I’m going bald. I’m going bald. My friends call me Aslan, which doesn’t really make sense. In pointing this out, I look bitter. Bitter and bald. What would I look like if I just shaved it all off? My name is Fred. Would my friends call me Right Said Fred? Deeply dippy about male pattern baldness.
This hat I wore from time to time, it was great. But very of the age. My age. I can’t wear a hat like that now. Everyone would know that I’m wearing it because I’m bald. If only there was a way to cover up the baldness without drawing attention to me being a balding man. Fucking sparse hair. When I go for a jog, my hair frazzles, stands up on end so that I look like a dandelion. A dandelion at the end of a blustery day. I am a dandelion at the end of a blustery day.
I used to leer into my Facebook, looking at pictures of women I’d slept with. Some ex-girlfriends too. But no good came of it. I knew that no good would come of it and yet I felt compelled to do it. I don’t do that any more though. Now I look at pictures of myself with hair. No good comes of it. My hair feels thin.

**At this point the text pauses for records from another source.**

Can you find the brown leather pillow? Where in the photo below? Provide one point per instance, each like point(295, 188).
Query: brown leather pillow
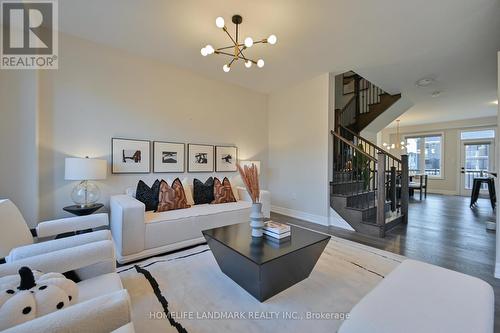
point(172, 197)
point(222, 191)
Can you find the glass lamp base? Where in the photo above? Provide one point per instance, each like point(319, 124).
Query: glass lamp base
point(85, 194)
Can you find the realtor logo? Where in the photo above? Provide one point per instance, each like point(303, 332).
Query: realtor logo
point(29, 34)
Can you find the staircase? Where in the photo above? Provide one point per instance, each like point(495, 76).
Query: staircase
point(369, 187)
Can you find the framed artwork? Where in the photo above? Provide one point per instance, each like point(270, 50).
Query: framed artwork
point(200, 158)
point(226, 158)
point(130, 156)
point(168, 157)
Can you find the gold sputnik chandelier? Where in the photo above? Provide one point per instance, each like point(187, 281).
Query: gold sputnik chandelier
point(236, 51)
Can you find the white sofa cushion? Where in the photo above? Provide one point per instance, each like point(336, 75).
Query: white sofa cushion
point(98, 286)
point(418, 297)
point(194, 211)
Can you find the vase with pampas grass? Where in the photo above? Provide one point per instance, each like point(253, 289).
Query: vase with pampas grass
point(250, 177)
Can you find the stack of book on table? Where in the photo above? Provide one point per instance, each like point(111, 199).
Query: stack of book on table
point(276, 231)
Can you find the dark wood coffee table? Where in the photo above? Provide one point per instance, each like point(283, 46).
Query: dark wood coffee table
point(263, 267)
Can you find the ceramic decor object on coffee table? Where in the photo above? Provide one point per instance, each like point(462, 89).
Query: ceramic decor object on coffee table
point(260, 266)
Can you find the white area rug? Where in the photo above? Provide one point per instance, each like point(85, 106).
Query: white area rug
point(200, 298)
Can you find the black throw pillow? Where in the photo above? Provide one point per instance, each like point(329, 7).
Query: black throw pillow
point(148, 195)
point(203, 192)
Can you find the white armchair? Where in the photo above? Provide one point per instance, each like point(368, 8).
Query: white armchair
point(103, 305)
point(17, 244)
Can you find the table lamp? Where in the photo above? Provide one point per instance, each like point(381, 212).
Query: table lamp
point(85, 193)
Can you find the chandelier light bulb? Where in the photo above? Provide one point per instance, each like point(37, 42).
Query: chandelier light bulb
point(209, 48)
point(272, 39)
point(219, 22)
point(248, 42)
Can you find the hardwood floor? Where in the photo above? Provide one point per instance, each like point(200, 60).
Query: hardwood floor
point(441, 230)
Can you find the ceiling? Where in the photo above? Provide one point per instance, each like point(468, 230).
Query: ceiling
point(392, 43)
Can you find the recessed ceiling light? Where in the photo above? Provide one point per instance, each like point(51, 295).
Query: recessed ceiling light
point(425, 82)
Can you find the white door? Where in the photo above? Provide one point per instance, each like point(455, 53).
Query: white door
point(477, 158)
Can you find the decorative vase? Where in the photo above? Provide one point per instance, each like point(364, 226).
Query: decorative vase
point(257, 220)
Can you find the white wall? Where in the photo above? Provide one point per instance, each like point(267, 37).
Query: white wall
point(298, 149)
point(497, 266)
point(450, 182)
point(100, 92)
point(18, 141)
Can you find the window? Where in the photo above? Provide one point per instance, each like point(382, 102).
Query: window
point(425, 154)
point(471, 135)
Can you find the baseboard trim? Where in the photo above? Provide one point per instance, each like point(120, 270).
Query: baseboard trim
point(443, 192)
point(323, 220)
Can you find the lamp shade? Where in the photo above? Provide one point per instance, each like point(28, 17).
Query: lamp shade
point(84, 169)
point(249, 164)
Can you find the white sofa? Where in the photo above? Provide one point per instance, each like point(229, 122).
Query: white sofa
point(139, 234)
point(417, 297)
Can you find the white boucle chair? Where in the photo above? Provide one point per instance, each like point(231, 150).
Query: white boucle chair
point(103, 304)
point(418, 297)
point(17, 243)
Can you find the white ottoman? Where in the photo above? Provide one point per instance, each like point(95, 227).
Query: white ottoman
point(418, 297)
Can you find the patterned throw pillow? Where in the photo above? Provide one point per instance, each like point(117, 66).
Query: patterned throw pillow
point(222, 191)
point(148, 195)
point(203, 192)
point(172, 197)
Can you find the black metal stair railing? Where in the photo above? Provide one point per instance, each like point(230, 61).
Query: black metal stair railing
point(365, 94)
point(369, 176)
point(354, 172)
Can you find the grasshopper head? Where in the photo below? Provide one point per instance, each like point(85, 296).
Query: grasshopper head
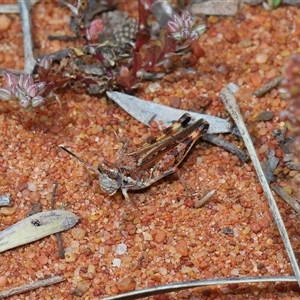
point(110, 178)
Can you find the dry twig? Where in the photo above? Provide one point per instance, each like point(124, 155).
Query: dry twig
point(231, 105)
point(61, 251)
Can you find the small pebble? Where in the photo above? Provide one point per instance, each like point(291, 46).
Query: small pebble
point(182, 248)
point(255, 227)
point(261, 58)
point(5, 22)
point(265, 116)
point(3, 280)
point(147, 236)
point(78, 233)
point(70, 256)
point(126, 284)
point(31, 187)
point(8, 211)
point(121, 248)
point(116, 262)
point(154, 87)
point(160, 236)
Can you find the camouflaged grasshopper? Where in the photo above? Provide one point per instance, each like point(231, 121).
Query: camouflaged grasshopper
point(157, 157)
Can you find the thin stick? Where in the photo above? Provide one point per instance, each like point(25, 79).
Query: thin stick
point(60, 245)
point(179, 286)
point(31, 286)
point(230, 103)
point(30, 61)
point(225, 145)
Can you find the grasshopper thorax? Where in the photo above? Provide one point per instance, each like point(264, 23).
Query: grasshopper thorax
point(110, 177)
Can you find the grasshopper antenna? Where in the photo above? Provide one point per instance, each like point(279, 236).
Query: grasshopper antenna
point(81, 160)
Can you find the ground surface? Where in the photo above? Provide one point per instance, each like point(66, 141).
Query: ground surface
point(167, 239)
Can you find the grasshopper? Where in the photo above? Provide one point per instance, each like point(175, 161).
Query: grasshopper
point(157, 157)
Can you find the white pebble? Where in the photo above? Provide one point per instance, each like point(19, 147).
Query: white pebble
point(233, 87)
point(235, 272)
point(31, 187)
point(121, 249)
point(147, 236)
point(154, 87)
point(116, 262)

I have no girlfriend. I should’ve scored one when I had good hair. She would be trapped now. But she would say kind things about how it makes me look distinguished. She would tell me how attracted to Woody Allen she is, and this would put my mind at ease that she wouldn’t go out and get a man with hair. She would kiss the top of my bald head and she would tease me about it. She wouldn’t have a great sense of humour but I would laugh politely when she called me something obvious like Cueball because she would be the supplier of blow-jobs.
My friend Nathan says that I’m so bald these days that when I wash my balding head I get brainwashed.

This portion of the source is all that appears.